While this might be true of surfers riding waves, if beachside coffee behaviors are anything to go by, it seems some of us ocean users are leaving a trace. We’re leaving a plastic one.
At the South African Longboard Champs in Durban last year, one of our talented South African women longboard surfers, Diony Lalieu, was struck by the irony that contestants were being given plastic water bottles. Those who live and breathe the stoke of the ocean should surely not make a mass contribution to the wave of plastic that is choking it?
Diony’s eco-epiphany inspired her to create Ocean Pledge, a movement to encourage surfers, stand up paddlers, divers, and even the bucket and spade brigade on South African shores to pledge a change in their plastic habits. As a woman empowered by the ocean in many ways, Diony wanted to use that energy to pay it back.
She has appealed to many surfers, male and female, to rethink their habits and refuse and reuse. “If each person makes one small change, we can turn the tide on plastic,” she says.

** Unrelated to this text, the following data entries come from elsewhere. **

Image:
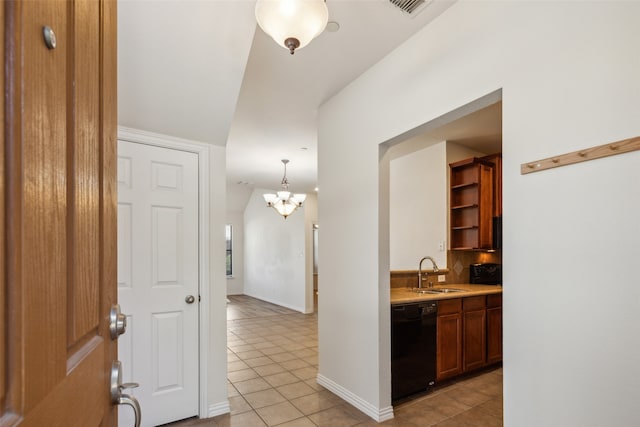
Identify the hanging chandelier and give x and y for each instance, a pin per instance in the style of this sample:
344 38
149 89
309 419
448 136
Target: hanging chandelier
283 201
292 23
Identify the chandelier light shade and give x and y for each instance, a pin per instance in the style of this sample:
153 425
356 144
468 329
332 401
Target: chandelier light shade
283 201
292 23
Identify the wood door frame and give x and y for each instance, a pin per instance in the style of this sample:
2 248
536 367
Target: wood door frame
202 151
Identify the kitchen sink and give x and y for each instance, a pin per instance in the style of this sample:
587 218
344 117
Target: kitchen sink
426 291
437 290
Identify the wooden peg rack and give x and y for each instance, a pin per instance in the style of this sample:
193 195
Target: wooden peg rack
606 150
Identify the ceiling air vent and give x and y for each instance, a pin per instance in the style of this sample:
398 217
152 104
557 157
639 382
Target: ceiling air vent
408 6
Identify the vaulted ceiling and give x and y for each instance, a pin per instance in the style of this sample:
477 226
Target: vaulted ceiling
204 71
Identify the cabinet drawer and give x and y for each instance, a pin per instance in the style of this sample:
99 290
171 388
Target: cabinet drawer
474 303
494 300
449 306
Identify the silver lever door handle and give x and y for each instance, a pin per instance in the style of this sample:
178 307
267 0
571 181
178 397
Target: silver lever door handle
117 322
118 398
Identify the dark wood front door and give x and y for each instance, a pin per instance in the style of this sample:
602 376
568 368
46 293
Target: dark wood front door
58 251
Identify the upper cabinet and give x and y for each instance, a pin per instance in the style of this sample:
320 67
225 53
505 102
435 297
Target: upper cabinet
474 202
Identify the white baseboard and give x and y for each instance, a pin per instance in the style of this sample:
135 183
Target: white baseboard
280 303
219 409
378 414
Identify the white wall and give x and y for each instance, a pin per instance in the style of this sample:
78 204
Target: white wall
418 208
275 253
569 78
217 366
235 284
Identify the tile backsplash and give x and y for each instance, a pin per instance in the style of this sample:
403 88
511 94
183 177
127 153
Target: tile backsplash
458 263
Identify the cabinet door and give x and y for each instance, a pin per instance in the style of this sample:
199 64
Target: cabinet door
474 326
449 345
494 334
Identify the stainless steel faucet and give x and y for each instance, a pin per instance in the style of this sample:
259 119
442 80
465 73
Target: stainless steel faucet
435 270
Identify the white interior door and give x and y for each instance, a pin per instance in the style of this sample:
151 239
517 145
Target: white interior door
158 279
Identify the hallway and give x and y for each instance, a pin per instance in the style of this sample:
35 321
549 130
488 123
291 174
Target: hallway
272 367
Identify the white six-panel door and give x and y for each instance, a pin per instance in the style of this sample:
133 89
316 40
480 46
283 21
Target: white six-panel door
157 279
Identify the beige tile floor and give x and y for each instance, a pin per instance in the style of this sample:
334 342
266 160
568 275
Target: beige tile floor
272 366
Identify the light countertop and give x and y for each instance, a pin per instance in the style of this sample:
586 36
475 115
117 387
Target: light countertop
404 295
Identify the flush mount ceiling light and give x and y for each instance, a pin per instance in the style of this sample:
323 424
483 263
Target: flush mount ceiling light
284 202
292 23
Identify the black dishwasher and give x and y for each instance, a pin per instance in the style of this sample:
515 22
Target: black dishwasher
413 348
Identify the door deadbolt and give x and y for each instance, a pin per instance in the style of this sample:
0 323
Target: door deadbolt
49 37
117 322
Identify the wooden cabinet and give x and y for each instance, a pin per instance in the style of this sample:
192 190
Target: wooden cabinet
472 204
494 328
469 334
474 332
449 339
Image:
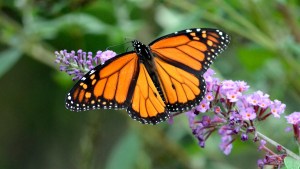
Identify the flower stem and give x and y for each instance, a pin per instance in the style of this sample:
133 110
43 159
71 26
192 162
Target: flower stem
274 143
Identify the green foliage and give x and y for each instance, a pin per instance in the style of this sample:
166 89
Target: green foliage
38 132
291 163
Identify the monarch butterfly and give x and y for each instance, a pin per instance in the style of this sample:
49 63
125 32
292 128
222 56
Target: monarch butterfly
154 80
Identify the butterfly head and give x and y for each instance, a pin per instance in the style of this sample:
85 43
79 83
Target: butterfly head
141 49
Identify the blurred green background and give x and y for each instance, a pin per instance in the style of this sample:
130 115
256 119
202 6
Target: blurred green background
36 131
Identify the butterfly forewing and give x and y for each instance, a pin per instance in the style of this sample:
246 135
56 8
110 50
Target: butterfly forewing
192 49
180 60
147 106
105 86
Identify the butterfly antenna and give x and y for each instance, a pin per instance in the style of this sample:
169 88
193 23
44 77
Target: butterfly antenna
109 47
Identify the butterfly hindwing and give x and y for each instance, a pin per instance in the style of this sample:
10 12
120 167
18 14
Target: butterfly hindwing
105 86
180 60
146 105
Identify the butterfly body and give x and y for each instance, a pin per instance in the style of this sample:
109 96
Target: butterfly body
153 80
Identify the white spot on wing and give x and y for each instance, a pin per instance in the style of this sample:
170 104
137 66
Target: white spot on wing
92 71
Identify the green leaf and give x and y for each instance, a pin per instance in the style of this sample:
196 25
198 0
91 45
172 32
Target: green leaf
291 163
49 29
125 152
7 60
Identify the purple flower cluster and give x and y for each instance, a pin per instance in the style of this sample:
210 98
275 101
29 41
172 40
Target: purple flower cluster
294 119
234 111
78 64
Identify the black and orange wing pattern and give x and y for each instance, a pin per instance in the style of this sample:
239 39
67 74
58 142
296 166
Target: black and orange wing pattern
180 60
120 83
105 86
147 106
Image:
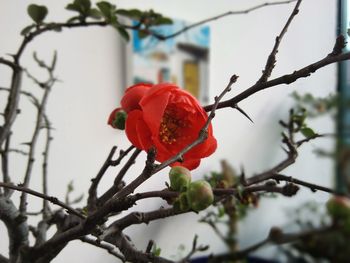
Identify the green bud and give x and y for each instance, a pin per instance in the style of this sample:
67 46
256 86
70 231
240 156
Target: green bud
339 207
117 119
181 203
200 195
180 177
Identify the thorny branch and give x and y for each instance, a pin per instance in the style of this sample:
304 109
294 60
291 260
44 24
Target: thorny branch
38 126
109 248
288 78
51 199
276 236
229 13
116 199
270 63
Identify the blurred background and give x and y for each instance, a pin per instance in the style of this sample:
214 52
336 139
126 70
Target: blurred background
93 67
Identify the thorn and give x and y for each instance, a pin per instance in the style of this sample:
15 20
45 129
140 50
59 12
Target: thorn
243 112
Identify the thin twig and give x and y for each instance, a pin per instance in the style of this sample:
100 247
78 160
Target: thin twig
51 199
285 79
117 181
229 13
194 250
315 136
46 208
109 248
95 181
5 164
203 132
271 60
290 159
32 145
313 187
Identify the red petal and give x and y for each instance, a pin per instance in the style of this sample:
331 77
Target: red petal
189 164
133 95
112 116
137 131
153 105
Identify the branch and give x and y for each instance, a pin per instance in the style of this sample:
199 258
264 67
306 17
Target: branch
110 248
276 236
229 13
313 187
117 181
51 199
271 60
194 250
285 79
16 226
3 259
46 208
32 145
95 181
291 157
203 132
133 255
4 165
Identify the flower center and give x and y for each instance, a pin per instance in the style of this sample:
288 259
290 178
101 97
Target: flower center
172 125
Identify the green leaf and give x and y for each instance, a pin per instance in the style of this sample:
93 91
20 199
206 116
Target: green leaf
37 12
26 30
73 19
307 132
143 33
163 21
156 251
108 11
132 13
81 6
122 31
94 13
73 7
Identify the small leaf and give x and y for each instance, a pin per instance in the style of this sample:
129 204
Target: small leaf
37 12
122 32
132 13
307 132
73 7
73 19
81 6
94 13
26 30
143 33
107 10
163 21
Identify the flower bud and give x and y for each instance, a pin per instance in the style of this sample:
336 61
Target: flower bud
180 177
181 203
339 207
117 119
200 195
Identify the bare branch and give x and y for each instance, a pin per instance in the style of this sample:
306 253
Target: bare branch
276 236
239 12
291 157
313 187
271 60
51 199
117 181
203 132
32 146
46 208
285 79
110 248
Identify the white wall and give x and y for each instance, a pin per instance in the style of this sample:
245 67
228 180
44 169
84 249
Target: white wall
91 72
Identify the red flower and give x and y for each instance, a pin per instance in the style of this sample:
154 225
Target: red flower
167 118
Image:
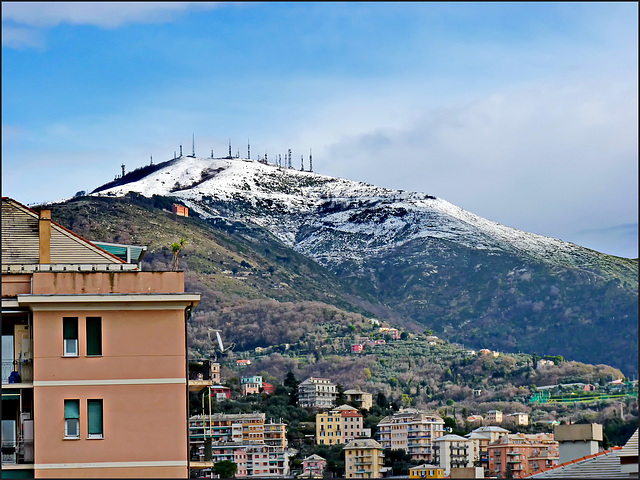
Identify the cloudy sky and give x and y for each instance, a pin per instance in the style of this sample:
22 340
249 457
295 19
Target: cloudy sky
523 113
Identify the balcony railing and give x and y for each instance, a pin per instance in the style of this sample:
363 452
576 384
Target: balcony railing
17 452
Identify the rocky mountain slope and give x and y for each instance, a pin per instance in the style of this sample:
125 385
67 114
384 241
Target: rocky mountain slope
419 258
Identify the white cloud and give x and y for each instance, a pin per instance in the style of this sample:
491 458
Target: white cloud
100 14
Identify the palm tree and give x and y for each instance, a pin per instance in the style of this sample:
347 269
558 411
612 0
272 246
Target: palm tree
175 248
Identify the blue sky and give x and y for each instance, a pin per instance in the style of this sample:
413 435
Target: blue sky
523 113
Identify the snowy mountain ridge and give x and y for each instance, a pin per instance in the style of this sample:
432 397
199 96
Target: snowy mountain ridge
301 208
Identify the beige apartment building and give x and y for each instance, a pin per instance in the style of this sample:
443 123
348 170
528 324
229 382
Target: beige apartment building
413 431
520 455
94 366
317 392
340 425
363 458
362 400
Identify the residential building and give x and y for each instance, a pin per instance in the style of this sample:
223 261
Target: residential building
393 332
577 440
493 416
518 418
452 451
98 348
363 458
340 425
317 393
313 466
521 455
251 385
413 431
258 446
426 471
362 400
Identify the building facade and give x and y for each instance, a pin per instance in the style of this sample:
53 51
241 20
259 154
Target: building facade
339 425
362 400
413 431
98 348
317 393
363 458
520 455
452 451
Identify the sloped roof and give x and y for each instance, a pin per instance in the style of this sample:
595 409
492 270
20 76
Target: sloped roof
20 240
630 448
599 465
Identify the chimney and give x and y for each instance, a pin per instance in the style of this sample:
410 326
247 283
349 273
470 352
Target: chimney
44 232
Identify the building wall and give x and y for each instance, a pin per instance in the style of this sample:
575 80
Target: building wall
141 378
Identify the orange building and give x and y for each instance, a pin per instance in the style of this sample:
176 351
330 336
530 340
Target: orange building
96 378
520 455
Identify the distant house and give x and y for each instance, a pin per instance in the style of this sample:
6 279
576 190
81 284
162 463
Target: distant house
313 466
180 210
220 392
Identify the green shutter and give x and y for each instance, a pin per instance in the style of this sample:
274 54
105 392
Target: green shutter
70 327
94 336
94 413
72 409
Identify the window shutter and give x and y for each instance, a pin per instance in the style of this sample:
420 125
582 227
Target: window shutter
94 336
94 412
72 409
70 328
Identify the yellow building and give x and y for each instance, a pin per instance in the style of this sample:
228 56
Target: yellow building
340 425
426 471
363 458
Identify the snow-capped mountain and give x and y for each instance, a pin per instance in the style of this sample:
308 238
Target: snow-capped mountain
302 208
466 278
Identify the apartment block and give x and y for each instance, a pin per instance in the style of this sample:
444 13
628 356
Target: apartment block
251 385
94 367
451 452
317 393
364 458
362 400
521 455
413 431
258 446
339 425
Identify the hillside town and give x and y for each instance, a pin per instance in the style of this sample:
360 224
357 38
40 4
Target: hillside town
94 349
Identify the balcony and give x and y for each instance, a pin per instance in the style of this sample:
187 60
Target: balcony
17 452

Danica le Fleur 9 Miles Project
Diony hasn’t stopped there. She believes that surf contests should lead from the front in reducing and refusing single-use plastics. The WSL sets the bar high in South Africa at the JBay Open, making the contest area a plastic-free zone, and facilitating a beach cleanup after the event. But other surf events on South African shores are not plastic free and the cogs of local legislation turn slowly. So Ocean Pledge stepped up with a mission to make South African surf contests sustainable and single-use plastic free. Their flagship plastic-free Blue Ocean Event was this year’s South African Longboard Champs, which took place last month in the chilly West Coast waters of Lamberts Bay.
The Southern African coastline is blessed with one beautiful surf break after another. From Donkey Bay down to Elands, from Kommetjie to JBay, from the Wild Coast to New Pier, from Ballito to Ponta do Ouro, and so many in between, our ocean deserves our attention. We all need to step up and take responsibility for every single piece of plastic we use, because when we throw it away, in reality there is no “away.” Our waste either goes to recycling (but despite best efforts this is unlikely), to landfill or directly and indirectly into our rivers and oceans.
Surfing is the muse that inspired a wave of women to be empowered and uplifted by the ocean. Let it also be the muse to inspire change.
I think Aaron James is right. Surfing is the true “ideal limit of aquatic sports.” In his view, “surfing ….. is a full, maybe the fullest, expression of the free human’s natural state of being.”
As beneficiaries of this ultimate freedom, male and female, should we not bear responsibility toward the medium of our playground, this ocean that inspires and empowers us?
James asks this question of us: “What should we do in a world in which ecological resources are a lot scarcer than they have been? Just party on?”
Sure. If it’s a sustainable one. So, when you’re in Cape Town, hit up Ocean Pledge, and make a promise to change your plastic habits. And if you’re not this far south, make your own resolve to be part of the change. Refusing plastic is not that tricky. Just say no.
Because there really is no excuse for single use.